Nathan Slinker

The Skagit Valley Tulip Festival

We wandered into the rows
humming feedback and wrapped in the pale red
wash of watermelon snow turning deeper
the further in we went.

A woman mixing powdered fertilizer
into the irrigation holds up her arms
to stop us. One hand vibrant, indigo—
a pair of flower shears show off their jaws
where her other hand should be. We are becoming

more tulip now—red amplified across skin,
dark stamens in our petal-shade of genitalia.

The woman returns to water.
In the adjacent fields, hundreds of boys
rise from mothers’ arms, canaries taking flight.

Summertime on the Family Farm

I sugared and fed. I poppy bled.

Father laid one hand
in the irrigation pond—
studied me with the other.

Mostly, they pulled sweet things
from my body: someone snaps
a pea, the strawberries swell.
And truly, parts of me
longed for their mouths.
Now

sing to me, thunderboy,
hit me hard with light.

Ripen up, baby doll, get ripe
in the summer rain.

Summer rain, summer rain
make me wet again.

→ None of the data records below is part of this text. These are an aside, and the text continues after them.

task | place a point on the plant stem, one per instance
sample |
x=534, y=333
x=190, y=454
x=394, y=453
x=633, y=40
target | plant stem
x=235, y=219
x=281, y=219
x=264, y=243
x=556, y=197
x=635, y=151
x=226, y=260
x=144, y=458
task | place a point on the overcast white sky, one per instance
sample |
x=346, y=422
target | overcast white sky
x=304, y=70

I conceived
each rhythmic sun
in my skin, and each night
I grew:

hung lupine spikes in my chest,
slipped fingers into damp
red earth.

I lay down where they said to,
and when beauty hurt me
I hurt it in return, growing into roots
for my own autumn teeth.

Author Portrait

Nathan Slinker’s poems have recently appeared or are forthcoming in Ninth Letter, The Greensboro Review, Hinchas de Poesia, and The Kenyon Review. He was chosen by Orion editor Jennifer Sahn as a 2013 Fishtrap Fellow and also received the 2013 Thomas Morton Memorial Prize in Literary Excellence for Best Poem from The Puritan magazine. Nathan lives in Tempe, Arizona and is an MFA candidate at Arizona State University.